Fig. 3. Dabrafenib mitigates cisplatin-activated BRAF signaling cascade.

(A) Representative Western blot images of BRAF, ERK, and MEK phosphorylation in HEI-OC1 cells upon 50 μM cisplatin treatment for 30 min, 1 hour, and 5 hours. Phosphorylated protein bands were normalized to β-actin and averaged, means ± SEM, *P < 0.05, **P < 0.01 by one-way ANOVA with Bonferroni post hoc test. n = 4. (B) Representative Western blot images (n = 3) of BRAF, ERK, and MEK phosphorylation upon combined dabrafenib (14, 35, or 75 μM) and cisplatin (50 μM) treatment in HEI-OC1 cells. Cells are pretreated with dabrafenib for 1 hour before 1-hour cisplatin treatment. Medium alone, cisplatin alone, and 75 μM dabrafenib alone used as controls.
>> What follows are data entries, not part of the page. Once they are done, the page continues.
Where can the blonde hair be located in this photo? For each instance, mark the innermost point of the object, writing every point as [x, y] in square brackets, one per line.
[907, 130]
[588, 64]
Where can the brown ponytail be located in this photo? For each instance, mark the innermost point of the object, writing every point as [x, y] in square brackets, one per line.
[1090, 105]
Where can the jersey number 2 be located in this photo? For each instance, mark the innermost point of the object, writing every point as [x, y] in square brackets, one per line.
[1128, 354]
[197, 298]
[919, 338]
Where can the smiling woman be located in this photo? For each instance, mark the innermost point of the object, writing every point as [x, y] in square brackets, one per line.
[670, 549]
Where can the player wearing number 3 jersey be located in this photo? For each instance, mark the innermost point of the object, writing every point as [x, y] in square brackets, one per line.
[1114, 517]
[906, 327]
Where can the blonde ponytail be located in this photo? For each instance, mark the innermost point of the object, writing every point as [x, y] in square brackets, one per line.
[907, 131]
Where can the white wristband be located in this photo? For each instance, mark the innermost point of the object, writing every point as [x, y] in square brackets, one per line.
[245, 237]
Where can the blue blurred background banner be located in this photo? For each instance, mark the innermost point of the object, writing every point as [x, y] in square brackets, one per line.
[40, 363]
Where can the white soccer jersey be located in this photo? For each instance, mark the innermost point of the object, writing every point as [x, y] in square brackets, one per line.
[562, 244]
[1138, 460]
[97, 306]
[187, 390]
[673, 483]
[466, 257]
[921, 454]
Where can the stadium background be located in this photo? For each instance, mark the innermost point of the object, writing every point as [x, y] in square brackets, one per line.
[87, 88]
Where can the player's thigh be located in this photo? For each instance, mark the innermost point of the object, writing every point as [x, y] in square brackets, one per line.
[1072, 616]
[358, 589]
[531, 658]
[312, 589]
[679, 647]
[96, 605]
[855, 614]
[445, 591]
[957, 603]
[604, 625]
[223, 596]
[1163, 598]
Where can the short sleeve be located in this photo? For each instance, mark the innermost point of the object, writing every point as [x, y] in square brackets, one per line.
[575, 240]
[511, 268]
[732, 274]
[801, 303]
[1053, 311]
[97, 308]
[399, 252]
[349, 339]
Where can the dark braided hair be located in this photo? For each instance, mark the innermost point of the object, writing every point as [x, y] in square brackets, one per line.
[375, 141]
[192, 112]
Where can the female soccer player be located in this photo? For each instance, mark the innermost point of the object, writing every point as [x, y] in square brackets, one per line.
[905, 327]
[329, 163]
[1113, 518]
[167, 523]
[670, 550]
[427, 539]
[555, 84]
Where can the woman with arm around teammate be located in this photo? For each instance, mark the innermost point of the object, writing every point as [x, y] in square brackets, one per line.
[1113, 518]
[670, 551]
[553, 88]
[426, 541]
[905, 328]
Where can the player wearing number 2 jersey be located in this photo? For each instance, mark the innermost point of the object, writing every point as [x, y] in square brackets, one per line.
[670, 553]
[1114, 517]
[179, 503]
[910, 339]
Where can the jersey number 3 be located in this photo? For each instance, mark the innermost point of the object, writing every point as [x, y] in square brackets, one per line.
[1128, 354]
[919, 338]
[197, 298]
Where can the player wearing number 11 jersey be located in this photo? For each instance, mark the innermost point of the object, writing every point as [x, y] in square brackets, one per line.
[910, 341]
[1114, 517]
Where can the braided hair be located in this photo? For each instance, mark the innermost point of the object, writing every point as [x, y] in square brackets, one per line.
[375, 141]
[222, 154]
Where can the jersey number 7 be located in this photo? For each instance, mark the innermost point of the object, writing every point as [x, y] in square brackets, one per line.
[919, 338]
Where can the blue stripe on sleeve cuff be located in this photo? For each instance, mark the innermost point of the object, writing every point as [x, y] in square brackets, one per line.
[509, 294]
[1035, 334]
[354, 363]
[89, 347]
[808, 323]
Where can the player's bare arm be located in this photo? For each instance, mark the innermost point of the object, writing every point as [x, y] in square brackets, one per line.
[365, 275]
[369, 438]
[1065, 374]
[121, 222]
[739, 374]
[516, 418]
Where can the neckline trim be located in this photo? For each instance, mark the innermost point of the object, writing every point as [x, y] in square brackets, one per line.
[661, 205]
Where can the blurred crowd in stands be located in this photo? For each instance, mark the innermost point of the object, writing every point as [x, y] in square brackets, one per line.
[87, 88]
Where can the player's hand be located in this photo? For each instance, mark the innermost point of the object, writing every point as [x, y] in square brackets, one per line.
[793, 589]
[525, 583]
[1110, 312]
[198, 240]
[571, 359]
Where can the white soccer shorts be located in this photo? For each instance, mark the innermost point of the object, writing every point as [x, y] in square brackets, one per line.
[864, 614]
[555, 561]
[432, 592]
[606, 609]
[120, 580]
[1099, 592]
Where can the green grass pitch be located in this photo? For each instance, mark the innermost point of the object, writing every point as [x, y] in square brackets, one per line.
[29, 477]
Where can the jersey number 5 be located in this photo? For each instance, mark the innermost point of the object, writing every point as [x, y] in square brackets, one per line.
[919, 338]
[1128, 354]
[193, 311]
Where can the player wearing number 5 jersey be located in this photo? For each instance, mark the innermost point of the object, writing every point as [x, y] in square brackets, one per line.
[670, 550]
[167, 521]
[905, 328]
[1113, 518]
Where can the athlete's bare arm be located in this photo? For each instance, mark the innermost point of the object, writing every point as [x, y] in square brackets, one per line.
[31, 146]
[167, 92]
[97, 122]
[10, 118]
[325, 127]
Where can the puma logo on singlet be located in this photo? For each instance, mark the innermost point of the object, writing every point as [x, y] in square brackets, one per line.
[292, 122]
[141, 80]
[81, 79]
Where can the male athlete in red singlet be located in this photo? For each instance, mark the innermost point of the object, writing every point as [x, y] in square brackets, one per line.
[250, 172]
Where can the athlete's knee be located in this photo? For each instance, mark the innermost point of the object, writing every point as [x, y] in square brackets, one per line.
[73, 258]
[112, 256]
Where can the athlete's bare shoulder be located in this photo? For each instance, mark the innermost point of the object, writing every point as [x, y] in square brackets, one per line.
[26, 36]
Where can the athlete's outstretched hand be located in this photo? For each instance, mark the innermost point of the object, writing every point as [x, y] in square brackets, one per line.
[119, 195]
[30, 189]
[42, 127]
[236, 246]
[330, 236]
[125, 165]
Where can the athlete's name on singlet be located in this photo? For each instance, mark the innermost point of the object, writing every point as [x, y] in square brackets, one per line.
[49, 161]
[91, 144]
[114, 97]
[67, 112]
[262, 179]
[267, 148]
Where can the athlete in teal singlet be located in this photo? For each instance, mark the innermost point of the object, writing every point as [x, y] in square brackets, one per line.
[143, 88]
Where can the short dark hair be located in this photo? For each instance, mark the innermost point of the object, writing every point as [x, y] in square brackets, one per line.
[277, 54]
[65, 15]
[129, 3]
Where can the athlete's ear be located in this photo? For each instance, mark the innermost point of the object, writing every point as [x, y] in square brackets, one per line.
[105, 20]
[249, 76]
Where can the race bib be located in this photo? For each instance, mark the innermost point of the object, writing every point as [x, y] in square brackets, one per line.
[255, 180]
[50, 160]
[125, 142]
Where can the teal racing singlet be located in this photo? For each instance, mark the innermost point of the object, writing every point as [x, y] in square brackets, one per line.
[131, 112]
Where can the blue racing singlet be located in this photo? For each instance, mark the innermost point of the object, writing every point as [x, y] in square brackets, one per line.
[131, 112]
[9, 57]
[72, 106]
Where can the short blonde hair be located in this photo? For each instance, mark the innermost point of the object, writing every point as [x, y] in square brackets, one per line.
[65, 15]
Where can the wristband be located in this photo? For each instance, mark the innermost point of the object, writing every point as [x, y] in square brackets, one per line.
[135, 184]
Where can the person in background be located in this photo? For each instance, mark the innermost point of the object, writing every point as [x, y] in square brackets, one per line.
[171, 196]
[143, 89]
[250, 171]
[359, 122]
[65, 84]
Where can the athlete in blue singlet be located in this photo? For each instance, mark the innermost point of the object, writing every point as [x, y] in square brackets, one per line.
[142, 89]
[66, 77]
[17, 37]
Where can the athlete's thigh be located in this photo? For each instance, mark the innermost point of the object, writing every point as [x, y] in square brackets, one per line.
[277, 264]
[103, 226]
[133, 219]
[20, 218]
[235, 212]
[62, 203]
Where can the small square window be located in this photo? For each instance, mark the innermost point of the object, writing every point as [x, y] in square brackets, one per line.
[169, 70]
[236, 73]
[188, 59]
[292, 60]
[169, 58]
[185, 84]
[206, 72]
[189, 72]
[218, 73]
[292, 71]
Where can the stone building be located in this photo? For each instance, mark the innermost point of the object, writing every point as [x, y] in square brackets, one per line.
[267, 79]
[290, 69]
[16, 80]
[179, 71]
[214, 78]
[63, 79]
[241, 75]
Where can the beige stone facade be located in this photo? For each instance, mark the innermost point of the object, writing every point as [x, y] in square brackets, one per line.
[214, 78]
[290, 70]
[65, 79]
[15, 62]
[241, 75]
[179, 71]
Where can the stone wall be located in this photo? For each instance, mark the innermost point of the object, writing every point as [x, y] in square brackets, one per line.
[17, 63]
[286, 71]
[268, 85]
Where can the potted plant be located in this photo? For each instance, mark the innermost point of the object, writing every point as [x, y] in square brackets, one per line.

Phosphorylated protein bands were normalized to β-actin and averaged, means ± SEM, *P < 0.05, ***P < 0.001 by one-way ANOVA with Bonferroni post hoc test. n = 3. (C) Representative phalloidin (red) and phosphorylated ERK (pERK) (green) stained confocal images of P3 FVB whole-mount middle turn mouse cochlea explants pretreated with 3 μM dabrafenib (Dab) for 1 hour before 10 min cisplatin (150 μM) exposure. Deiters’ cells (DC) and inner phalangeal cells (IPhC) with labeled arrows. n = 6 cochlea. (D) Representative phalloidin (red)– and pERK (green)–stained confocal images of P3 FVB whole-mount middle turn mouse cochlea explants pretreated with 3 μM dabrafenib (Dab) for 1 hour before 10 min cisplatin (150 μM) exposure. Ortho section shown below in which OHCs are identified with white arrows, inner HCs (IHCs) are identified with yellow arrows, and pERK-positive DCs and IPhCs are identified with labeled arrows. n = 6 cochlea.